Не угадала. Коган стиснул ее плечо.

– На моей памяти, нет.

– Может быть, вы не достаточно долго… – Гвендолин трепыхнулась. Бесполезно. Надо было ждать, пока сам отпустит.

– За семьдесят лет ни один не выиграл состязание. Но я же говорю: госпожа еще не всякому позволяет испытать судьбу. Тебе, например, не разрешит, хоть в лепешку расшибись.

– Из-за возраста? – несправедливо!

– А сколько тебе?

– Четырнадцать.

– Даже по человеческим меркам маловато, – хмыкнул Коган. – Нет, не из-за возраста. Духи, когда заскучают, конечно, на всякие глупости горазды. Но чтобы детей отдавать на растерзание чудищам – это вряд ли.

– Да неужто? Какой избирательный, однако, гуманизм. А в гроты их кидать, значит, не зазорно? А превращать в крыс и скармливать злобным тварям?

– Ты про Галиотис и Тридактну?

– Что? Нет. Неважно. Так разве я не права?

– Может, и права, – буркнул Коган. – Но одно дело убийство, и совсем другое – смерть на арене.

– И в чем же разница?
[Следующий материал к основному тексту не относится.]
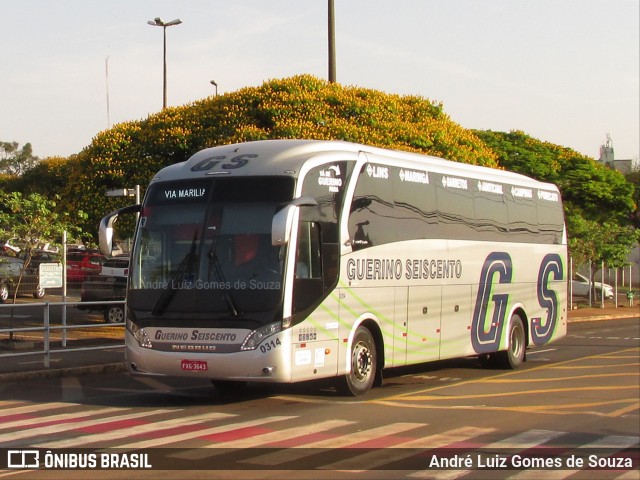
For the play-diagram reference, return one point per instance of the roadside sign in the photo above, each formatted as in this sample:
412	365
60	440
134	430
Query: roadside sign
50	275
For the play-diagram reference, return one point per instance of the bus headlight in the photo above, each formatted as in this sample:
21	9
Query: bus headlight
255	337
139	334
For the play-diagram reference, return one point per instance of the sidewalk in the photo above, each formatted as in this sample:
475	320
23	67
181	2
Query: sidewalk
72	363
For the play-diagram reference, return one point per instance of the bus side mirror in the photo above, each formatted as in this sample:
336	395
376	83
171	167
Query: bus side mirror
283	220
105	232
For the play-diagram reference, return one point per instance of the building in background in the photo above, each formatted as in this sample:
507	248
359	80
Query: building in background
607	158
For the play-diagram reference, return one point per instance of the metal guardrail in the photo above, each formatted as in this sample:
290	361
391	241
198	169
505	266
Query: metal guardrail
47	328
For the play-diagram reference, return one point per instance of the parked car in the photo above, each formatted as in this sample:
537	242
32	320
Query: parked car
110	285
580	286
29	284
115	267
82	265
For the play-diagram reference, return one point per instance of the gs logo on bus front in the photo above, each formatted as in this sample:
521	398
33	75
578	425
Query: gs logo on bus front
498	269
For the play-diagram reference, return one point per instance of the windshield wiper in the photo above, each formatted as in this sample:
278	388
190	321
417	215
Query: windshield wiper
184	267
216	268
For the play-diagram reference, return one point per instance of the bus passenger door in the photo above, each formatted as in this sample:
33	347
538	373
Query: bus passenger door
456	322
423	329
400	327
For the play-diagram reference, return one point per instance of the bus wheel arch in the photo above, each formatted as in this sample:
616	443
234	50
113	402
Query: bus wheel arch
365	361
517	340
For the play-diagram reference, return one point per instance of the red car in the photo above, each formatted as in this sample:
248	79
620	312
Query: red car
81	266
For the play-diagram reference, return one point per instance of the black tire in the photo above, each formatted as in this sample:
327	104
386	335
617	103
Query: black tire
4	293
114	314
364	365
513	356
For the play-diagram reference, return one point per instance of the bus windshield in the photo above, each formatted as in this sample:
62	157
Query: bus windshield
205	246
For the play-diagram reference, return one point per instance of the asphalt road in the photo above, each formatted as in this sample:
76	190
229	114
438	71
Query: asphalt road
577	397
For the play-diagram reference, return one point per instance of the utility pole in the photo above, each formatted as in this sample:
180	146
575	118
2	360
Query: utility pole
332	43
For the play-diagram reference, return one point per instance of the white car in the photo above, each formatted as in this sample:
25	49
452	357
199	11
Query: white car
580	287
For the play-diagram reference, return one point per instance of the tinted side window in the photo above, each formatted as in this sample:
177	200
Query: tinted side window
455	207
523	215
550	217
491	211
415	204
372	218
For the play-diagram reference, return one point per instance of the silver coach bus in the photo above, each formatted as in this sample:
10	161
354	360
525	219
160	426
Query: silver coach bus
291	260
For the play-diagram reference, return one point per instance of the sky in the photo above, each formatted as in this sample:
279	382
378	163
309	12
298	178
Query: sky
562	71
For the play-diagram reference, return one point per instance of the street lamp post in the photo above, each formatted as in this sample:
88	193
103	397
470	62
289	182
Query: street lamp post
332	42
158	22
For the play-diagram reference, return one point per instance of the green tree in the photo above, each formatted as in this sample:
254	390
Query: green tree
594	242
303	106
15	160
588	189
31	222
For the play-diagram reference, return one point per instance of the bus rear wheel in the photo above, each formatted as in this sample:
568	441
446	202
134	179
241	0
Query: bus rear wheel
513	356
364	361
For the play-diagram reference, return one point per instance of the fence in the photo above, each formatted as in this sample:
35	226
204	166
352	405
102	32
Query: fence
47	328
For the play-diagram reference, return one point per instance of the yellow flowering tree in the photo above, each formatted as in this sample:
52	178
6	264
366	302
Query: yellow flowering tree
298	107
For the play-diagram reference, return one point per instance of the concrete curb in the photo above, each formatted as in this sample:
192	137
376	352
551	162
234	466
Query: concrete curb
63	372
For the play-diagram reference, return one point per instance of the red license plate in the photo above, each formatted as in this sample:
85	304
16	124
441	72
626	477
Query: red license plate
194	365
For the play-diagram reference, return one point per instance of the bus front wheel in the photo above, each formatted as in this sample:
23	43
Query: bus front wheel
513	356
364	363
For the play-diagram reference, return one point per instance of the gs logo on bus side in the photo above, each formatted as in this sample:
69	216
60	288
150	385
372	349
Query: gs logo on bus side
498	269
На арене у меня был бы шанс…

– Не было бы у тебя никакого шанса! – внезапно рыкнул Коган. Его басовитый рев разлетелся по лабиринту ходов гулким эхом. – Две секунды – и ты в драконьем желудке. Забудь все, что я тебе сказал, поняла? Не говорил я тебе ничего! Сунешься к госпоже с этими глупостями, она нас обоих в порошок сотрет: тебя от ярости, а меня за болтовню. Усвоила?

Гвендолин поморщилась от боли – пальцы Когана в очередной раз впились ей в плечо – того и гляди кости хрустнут.

– Да усвоила, усвоила. Отпустите, больно же!

Конвоир проигнорировал просьбу.

– По-вашему, лучше сгнить тут крысой, чем умереть на арене?

– А по-твоему, приятнее наоборот?

Этого Гвендолин не знала. Арена прельщала ее ничуть не меньше, чем заточение в крысиной шкуре.

– Постойте, – ужасная догадка пришла ей в голову. – Этот Левиафан убивал людей?

Неужели про рыбу все – вранье? И про ненавистное мясо, и про случайно умершего парня с копьем?

– Этот пока никого не успел, – развеял ее опасения Коган. – Он новенький, всего год как выловили. Взамен предыдущего, который сдох. Так что это будут его первые бои… смешно звучит – бои! Ха-ха-ха! Можно подумать, такому чудищу придется напрягаться. Цап – и крышка.

– И все-таки, почему мне нельзя…

– Опять за свое! Да потому что ты врежешь дуба в две секунды! Ну и на что тут смотреть? Госпожа выбирает тех, кто дольше продержится. Нюх у нее, что ли, особый, не знаю. Боги ведь желают не на убийства смотреть, им подавай зрелище, азарт. И чтобы хоть сколько-то выживших оставалось, предсказуемая мясорубка никому не нужна: одного съели, другого раздавили, третий сам помер от разрыва сердца.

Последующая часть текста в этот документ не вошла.